Proteins Responding to Nicotine Shed Light on Energy Burning of Fat Cells
A new study by scientists at the University of Michigan now demonstrates how the very same proteins which moderate nicotine addiction from the brain could be involved in modulating metabolism by acting directly on particular kinds of cells.
The team zeroed in on a signaling pathway known as CHRNA2. By tracking the activity of over 20 receptors in mice, researchers found that the pathway is more active once the body is switching brown fat to power to safeguard against cold-one of the crucial functions of the kind of adipose tissue. When the investigators deactivated CHRNA2, the mice not just fought to fend off the chills, they also gained weight, according to a statement.
When the researchers began measuring amounts of these neurotransmitters in fat cells, they found that nicotinic acetylcholine was causing CHRNA2 signaling. They believe treatments targeting the CHRNA2 signaling pathway might succeed in combating obesity.
“Until recently, we thought this pathway primarily existed in brain cells, the neuromuscular junction, and affected neuronal signaling, and we didn’t know it was prevalent in certain fat cells,” said co-author Alexander Zestos, a bioanalytical neurochemist at American University, in the
statement.“It raises all sorts of new questions. Is it the density of the receptors that a person has, or is it the way the receptors are activated, that contributes to one’s ability to gain or lose weight? What is the connection between smoking and weight loss or weight gain?”
“It is really cool to discover a selective pathway for beige fat, a new cell type—and even more exciting that this is conserved in humans,” said Wu, the study’s senior author and assistant professor of molecular and integrative physiology at the U-M Medical School.

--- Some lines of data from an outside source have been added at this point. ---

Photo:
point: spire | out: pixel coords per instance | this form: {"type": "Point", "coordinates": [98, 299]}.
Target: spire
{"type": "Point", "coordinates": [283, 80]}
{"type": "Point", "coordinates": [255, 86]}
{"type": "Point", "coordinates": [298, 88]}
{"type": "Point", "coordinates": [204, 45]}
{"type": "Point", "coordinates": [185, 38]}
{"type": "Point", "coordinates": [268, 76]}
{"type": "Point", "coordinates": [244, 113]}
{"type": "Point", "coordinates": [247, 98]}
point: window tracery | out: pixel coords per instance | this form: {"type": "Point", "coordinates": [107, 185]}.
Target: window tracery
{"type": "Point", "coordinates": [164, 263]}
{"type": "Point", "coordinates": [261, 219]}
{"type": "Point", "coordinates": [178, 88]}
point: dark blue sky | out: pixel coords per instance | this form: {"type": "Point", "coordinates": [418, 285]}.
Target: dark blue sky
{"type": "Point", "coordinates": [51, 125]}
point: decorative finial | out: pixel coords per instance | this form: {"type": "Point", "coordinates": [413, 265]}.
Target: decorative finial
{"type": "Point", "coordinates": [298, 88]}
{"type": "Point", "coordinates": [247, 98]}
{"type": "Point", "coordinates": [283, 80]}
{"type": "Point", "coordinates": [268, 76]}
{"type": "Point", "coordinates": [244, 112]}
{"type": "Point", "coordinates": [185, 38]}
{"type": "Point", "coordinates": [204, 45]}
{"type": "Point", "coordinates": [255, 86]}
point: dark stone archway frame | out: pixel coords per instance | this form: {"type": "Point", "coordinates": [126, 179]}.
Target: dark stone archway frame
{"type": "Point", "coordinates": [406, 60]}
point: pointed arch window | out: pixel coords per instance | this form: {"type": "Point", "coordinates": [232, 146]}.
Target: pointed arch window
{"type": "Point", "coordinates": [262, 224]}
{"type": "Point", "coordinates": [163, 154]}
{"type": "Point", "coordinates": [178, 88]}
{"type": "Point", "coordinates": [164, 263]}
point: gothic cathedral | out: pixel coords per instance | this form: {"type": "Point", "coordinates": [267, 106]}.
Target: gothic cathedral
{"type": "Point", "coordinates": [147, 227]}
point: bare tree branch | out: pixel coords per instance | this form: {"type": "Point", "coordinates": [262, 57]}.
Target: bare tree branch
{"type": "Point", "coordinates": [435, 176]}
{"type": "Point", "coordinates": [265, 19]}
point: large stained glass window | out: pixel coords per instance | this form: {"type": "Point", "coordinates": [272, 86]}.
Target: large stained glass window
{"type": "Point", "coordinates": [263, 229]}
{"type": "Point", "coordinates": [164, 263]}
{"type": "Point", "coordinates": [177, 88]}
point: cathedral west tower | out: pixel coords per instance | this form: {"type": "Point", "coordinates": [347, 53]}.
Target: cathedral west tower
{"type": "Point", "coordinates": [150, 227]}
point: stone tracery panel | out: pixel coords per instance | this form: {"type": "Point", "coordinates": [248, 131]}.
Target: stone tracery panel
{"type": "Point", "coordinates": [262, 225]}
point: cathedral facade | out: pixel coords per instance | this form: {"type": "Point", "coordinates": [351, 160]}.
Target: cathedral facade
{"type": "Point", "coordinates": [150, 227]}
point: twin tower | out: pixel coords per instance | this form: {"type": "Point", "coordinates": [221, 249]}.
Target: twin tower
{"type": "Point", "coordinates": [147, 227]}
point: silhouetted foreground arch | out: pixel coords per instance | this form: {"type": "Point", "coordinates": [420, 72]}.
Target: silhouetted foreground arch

In the course of their investigation, the researchers analyzed mice that lacked the gene needed to make this protein. “And the mice definitely are metabolically worse off, compared to the control group,” Wu said.
Particularly, they observed that the mice without the CHRNA2 gene showed no differences from the control group when they were fed a regular diet. However, when they switched to a high-fat diet, the animals lacking the gene exhibited greater weight gain, higher body fat content and higher levels of blood glucose and insulin—indicators of diabetes.
“Beige fat is very important in regulating whole-body metabolic health,” Wu said. “Our results in mice show that if you lose even one aspect of this regulation—not the whole cell function, but just one part of its function—you will have a compromised response to metabolic challenges.”
The team believes that understanding the specific CHRNA2 signaling pathway in beige fat also opens a new avenue for identifying targets to treat obesity and metabolic syndrome. “This pathway is important from a basic research standpoint, but it also has relevance for metabolic and human health research,” she said.
“The more we can narrow down a precise pathway for activating beige fat, the more likely we are to find an effective therapy for metabolic health that does not carry harmful side effects.”